[PATCH] D144911: adding bf16 support to NVPTX
Artem Belevich via Phabricator via llvm-commits
llvm-commits at lists.llvm.org
Fri May 26 16:15:18 PDT 2023
tra added inline comments.
================
Comment at: llvm/include/llvm/IR/IntrinsicsNVVM.td:604
def int_nvvm_f # operation # variant :
ClangBuiltin<!strconcat("__nvvm_f", operation, variant)>,
DefaultAttrsIntrinsic<[llvm_i16_ty], [llvm_i16_ty, llvm_i16_ty],
----------------
tra wrote:
> Availability of these new instructions is conditional on specific CUDA version and the GPU variant we're compiling for,
> Such builtins are normally implemented on the clang size as a `TARGET_BUILTIN()` with appropriate constraints.
>
> Without that `ClangBuiltin` may automatically add enough glue to make them available in clang unconditionally, which would result in compiler crashing if a user tries to use one of those builtins with a wrong GPU or CUDA version.
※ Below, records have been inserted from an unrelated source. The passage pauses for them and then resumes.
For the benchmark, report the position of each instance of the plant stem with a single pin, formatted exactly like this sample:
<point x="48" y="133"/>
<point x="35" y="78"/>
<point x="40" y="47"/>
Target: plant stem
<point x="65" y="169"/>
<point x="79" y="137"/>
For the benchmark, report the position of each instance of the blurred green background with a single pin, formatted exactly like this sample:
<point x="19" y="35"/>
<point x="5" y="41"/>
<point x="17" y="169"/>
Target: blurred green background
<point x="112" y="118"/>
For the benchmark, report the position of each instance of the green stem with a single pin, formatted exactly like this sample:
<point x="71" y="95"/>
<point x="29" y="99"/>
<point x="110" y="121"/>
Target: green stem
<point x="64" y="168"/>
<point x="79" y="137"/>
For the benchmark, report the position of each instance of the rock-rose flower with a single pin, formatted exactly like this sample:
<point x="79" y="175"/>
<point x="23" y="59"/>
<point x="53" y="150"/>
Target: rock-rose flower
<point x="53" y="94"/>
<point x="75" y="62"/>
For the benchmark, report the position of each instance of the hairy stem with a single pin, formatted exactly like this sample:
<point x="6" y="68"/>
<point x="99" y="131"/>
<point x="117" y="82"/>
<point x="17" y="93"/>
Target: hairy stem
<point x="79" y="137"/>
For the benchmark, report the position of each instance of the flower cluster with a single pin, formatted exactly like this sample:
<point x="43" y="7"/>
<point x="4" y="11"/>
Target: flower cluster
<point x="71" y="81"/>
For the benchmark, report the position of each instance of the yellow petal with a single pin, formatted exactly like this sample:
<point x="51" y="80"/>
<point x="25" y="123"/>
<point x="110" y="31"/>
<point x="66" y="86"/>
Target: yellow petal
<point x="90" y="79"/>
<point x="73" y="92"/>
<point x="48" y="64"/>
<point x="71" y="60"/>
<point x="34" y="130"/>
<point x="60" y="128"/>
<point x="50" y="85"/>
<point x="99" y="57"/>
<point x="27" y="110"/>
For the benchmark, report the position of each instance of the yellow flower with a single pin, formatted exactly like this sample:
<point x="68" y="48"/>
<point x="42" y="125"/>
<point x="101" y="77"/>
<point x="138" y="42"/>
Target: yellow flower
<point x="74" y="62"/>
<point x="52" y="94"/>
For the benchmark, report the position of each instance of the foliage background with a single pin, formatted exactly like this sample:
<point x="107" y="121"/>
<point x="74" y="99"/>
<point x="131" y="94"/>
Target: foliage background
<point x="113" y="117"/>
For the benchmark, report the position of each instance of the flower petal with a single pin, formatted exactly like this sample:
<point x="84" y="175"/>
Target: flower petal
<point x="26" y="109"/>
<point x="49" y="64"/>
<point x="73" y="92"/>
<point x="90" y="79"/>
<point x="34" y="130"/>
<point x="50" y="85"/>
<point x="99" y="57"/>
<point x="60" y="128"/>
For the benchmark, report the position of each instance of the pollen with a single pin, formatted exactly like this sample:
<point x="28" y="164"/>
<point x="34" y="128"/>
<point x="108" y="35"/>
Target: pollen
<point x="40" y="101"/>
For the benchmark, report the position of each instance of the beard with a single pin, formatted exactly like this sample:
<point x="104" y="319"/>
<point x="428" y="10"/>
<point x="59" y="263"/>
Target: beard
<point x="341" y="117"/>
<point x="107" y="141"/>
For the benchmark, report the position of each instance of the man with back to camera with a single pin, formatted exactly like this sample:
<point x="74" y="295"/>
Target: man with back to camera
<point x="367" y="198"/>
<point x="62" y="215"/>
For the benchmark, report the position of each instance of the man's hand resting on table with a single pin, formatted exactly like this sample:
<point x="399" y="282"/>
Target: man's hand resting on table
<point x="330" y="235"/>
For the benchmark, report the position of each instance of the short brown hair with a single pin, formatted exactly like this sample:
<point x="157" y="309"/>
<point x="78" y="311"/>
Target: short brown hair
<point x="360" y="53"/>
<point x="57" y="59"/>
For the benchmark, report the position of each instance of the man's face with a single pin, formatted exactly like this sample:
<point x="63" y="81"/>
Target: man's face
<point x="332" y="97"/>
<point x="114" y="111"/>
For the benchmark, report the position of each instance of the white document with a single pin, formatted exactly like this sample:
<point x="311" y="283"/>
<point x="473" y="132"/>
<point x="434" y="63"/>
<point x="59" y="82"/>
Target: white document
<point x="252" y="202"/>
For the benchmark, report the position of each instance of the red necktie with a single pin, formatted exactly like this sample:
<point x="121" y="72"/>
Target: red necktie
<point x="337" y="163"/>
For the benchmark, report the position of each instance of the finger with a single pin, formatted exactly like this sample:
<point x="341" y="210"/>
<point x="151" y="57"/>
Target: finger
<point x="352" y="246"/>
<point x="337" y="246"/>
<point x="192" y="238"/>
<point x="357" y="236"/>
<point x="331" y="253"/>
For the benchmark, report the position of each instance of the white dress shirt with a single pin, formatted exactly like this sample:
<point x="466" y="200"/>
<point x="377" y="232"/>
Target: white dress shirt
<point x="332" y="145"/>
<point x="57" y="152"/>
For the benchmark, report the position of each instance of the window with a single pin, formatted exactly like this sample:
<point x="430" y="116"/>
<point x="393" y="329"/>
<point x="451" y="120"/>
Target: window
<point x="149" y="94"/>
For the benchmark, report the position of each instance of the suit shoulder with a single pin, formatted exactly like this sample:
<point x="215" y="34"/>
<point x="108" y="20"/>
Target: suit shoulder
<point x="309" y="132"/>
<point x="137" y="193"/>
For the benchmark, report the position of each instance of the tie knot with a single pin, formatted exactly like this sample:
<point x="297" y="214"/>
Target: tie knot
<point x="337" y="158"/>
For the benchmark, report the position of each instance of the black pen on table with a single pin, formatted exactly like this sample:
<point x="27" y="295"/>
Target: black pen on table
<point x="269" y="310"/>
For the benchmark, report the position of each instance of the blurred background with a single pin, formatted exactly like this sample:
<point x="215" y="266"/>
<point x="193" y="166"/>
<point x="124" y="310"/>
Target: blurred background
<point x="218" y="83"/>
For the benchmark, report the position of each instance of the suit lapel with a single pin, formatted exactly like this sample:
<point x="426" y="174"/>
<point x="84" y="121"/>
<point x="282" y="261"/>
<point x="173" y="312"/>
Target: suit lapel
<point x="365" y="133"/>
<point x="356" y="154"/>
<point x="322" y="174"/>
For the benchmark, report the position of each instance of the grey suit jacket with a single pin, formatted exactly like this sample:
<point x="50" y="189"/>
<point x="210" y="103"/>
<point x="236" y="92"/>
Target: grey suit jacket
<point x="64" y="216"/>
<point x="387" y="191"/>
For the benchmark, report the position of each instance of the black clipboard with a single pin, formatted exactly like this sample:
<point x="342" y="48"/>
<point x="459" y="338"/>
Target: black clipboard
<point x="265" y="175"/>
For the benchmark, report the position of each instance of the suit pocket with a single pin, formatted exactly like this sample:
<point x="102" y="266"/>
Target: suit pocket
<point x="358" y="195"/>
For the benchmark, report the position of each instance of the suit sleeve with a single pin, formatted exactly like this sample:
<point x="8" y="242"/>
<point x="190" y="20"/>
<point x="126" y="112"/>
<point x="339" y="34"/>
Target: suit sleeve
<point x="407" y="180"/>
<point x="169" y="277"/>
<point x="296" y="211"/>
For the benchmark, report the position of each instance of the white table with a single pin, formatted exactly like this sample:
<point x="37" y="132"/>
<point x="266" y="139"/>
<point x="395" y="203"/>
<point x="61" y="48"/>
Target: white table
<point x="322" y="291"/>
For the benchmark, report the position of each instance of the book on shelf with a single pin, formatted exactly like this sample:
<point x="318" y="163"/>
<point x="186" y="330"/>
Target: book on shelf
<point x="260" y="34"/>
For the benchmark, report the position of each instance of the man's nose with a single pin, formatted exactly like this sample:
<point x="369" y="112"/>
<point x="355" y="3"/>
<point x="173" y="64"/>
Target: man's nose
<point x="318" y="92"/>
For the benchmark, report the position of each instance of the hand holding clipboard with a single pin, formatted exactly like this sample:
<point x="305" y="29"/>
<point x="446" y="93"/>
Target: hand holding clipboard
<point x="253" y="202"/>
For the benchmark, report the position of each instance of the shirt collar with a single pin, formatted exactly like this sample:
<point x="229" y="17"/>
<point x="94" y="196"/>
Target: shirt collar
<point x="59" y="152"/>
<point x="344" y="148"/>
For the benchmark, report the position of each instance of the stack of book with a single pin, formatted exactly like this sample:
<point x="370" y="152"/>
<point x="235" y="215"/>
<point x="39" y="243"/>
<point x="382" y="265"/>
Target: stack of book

We want to emit a diagnostics, not cause a compiler crash.
>
> Usually such related LLVM and clang changes should be part of the same patch.
>
> This applies to the new intrinsic variants added below, too.
I do not think it's is done.
Can you check what happens if you try to call any of bf16 builtins while compiling for sm_60? Ideally we should produce a sensible error that the builtin is not available.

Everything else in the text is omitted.